Bitdefender reveals new botnet which 'puts others to shame'
Bitdefender has today announced its recent discovery of a new IoT botnet used for distributed denial-of-service (DDoS) attacks.
The botnet, which Bitdefender has dubbed ‘dark_nexus’ based on a string it puts in its banner, boasts new features and capabilities that ‘put to shame’ most other IoT botnets and malware that the cybersecurity has seen.
Analysis from Bitdefender has determined that, although dark_nexus reuses some Qbot and Mirai code, its core modules are mostly original.
While it might share some features with previously known IoT botnets, the way some of its modules have been developed makes it significantly more potent and robust.
For example, payloads are compiled for 12 different CPU architectures and dynamically delivered based on the victim’s configuration.
The botnet uses common DDoS tactics seen in many other botnets. But Bitdefender has identified one highly complex and configurable DDoS tactic in dark_nexus’s architecture which disguises traffic as innocuous browser-generated traffic, adding a layer of stealth.
While only having existed for three months, dark_nexus has seen several updates, and each binary contains a versioning string which has become helpful to Bitdefender deciphering its origin and aim – recent binaries include the versioning string in the message used for registering to the CnC.
It also uses a technique meant to ensure “supremacy” on the compromised device.

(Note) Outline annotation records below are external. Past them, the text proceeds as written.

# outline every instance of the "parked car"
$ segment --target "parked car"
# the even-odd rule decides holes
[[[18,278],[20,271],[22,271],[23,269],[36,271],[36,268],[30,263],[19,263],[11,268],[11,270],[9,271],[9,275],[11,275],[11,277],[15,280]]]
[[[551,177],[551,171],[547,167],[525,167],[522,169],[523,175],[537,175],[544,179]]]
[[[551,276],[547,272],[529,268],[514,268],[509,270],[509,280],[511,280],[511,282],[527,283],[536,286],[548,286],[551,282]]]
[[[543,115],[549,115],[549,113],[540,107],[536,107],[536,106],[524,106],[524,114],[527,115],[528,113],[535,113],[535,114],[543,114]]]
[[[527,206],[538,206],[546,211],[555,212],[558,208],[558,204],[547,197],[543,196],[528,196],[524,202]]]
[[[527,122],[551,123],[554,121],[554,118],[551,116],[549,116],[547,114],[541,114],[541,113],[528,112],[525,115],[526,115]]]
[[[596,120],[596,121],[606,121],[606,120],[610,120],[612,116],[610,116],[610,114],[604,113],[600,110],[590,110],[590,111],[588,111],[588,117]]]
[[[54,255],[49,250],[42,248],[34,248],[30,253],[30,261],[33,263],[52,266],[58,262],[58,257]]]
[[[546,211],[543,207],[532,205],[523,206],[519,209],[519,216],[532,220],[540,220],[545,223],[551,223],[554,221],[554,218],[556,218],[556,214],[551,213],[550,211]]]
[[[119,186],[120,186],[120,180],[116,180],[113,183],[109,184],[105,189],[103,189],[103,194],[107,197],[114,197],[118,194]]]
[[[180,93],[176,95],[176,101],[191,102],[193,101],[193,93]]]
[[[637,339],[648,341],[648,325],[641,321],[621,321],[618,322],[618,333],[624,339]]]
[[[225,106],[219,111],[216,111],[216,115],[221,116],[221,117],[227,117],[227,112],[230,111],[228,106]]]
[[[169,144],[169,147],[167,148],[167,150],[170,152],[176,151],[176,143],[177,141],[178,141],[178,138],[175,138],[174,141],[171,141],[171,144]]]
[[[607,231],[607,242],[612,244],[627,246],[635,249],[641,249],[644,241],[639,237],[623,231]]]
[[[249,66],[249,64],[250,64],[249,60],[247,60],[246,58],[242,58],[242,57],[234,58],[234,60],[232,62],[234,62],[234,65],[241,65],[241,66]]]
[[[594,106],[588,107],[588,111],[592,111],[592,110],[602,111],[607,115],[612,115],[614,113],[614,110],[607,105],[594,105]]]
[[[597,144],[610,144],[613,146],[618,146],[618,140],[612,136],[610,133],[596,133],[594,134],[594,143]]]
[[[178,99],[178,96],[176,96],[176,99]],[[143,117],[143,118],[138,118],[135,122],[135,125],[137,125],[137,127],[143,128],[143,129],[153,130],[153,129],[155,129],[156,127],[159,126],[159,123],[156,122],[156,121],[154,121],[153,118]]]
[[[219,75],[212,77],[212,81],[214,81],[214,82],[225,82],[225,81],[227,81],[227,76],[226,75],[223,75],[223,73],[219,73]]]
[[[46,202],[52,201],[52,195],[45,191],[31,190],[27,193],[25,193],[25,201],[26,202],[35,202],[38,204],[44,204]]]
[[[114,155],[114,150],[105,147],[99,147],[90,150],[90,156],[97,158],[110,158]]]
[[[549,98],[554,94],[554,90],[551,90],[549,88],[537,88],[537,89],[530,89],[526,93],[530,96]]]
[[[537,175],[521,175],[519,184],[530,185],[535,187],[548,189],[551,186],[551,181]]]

Uniquely, dark_nexus uses a scoring system based on weights and thresholds to assess which processes might pose a risk, according to Bitdefender.
This involves maintaining a list of whitelisted process and their PIDs, and killing every other process that that crosses a threshold of suspicion.

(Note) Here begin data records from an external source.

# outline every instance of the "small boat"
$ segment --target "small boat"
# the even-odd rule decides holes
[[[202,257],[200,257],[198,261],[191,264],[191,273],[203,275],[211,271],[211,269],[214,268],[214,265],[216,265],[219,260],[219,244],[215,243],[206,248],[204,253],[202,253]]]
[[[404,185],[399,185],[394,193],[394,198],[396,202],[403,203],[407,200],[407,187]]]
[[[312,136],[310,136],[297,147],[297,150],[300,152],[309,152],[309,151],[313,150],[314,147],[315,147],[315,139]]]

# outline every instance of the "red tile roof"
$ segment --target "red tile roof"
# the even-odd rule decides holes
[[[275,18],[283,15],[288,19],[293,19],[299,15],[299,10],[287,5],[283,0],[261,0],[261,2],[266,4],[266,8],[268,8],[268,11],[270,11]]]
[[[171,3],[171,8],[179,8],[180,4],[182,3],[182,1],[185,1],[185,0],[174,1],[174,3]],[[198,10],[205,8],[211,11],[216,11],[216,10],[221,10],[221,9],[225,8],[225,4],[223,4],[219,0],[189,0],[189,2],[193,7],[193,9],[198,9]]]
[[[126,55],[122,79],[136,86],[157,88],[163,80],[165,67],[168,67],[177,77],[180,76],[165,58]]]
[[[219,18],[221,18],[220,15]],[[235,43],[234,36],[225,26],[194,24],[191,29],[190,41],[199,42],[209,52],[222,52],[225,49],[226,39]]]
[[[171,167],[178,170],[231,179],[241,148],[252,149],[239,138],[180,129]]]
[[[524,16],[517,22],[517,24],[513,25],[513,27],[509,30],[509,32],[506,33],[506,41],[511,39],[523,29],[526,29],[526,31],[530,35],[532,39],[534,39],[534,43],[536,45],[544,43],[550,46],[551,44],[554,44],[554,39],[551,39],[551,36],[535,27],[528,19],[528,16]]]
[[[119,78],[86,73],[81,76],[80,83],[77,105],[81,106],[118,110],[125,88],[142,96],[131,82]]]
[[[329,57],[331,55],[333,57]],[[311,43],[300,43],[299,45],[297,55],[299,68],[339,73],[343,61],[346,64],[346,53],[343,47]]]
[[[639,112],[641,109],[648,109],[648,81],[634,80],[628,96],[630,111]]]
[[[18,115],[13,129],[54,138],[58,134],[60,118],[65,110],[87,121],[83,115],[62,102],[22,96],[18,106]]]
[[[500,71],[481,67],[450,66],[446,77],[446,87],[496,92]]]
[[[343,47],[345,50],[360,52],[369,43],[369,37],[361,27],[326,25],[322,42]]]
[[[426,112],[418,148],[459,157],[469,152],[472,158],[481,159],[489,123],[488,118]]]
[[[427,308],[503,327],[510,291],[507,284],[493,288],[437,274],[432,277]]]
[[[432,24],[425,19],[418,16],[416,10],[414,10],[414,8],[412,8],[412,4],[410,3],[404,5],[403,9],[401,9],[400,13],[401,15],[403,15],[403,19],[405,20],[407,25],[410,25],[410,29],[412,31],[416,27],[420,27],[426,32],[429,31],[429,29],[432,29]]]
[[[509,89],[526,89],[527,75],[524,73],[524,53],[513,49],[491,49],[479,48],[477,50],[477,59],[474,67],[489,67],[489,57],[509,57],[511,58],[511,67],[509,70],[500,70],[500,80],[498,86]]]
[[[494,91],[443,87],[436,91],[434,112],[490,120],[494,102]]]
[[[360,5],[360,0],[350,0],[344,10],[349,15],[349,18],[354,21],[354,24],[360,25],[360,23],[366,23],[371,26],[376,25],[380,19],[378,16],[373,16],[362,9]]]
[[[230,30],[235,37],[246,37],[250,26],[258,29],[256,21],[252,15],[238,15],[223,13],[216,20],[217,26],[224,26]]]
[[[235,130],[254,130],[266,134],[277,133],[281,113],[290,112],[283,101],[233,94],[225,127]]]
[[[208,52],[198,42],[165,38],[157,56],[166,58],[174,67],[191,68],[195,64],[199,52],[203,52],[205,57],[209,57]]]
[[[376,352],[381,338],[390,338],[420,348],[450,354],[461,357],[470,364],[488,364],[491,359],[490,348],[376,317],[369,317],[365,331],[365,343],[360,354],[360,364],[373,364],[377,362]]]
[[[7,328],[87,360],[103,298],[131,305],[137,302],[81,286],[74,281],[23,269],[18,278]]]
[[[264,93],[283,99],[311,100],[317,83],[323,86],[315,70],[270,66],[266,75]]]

The report says dark_nexus used the Qbot malware as a starting point in its development, but also showed signs of links to Mirai, as both dark_nexus and Mirai contain a similar string that they print as part of their banner.
Bitdefender reports that dark_nexus seems to have been developed by a known botnet author who has been selling DDoS services and botnet code for years, who calls themselves greek.Helios.
This author provides hosting services for botnets and sells DDoS services and botnet code on social media.
They advertise their botnet on a YouTube channel, displaying the DDoS capabilities.
Bitdefender used these videos to link dark_nexus’s authorship to greek.Helios, as in one video the viewer can see a shortcut for connecting to an IP evidenced in Bitdefender’s honeypot as a CnC and hosting server for a Mirai-based botnet.
Using YouTube videos demoing some of his past work and posting offerings on various cybercriminal forums, greek.Helios seems to have experience with IoT malware skills, honing them to the point of developing the new dark_nexus botnet, according to the Bitdefender Investigations and Forensics Unit.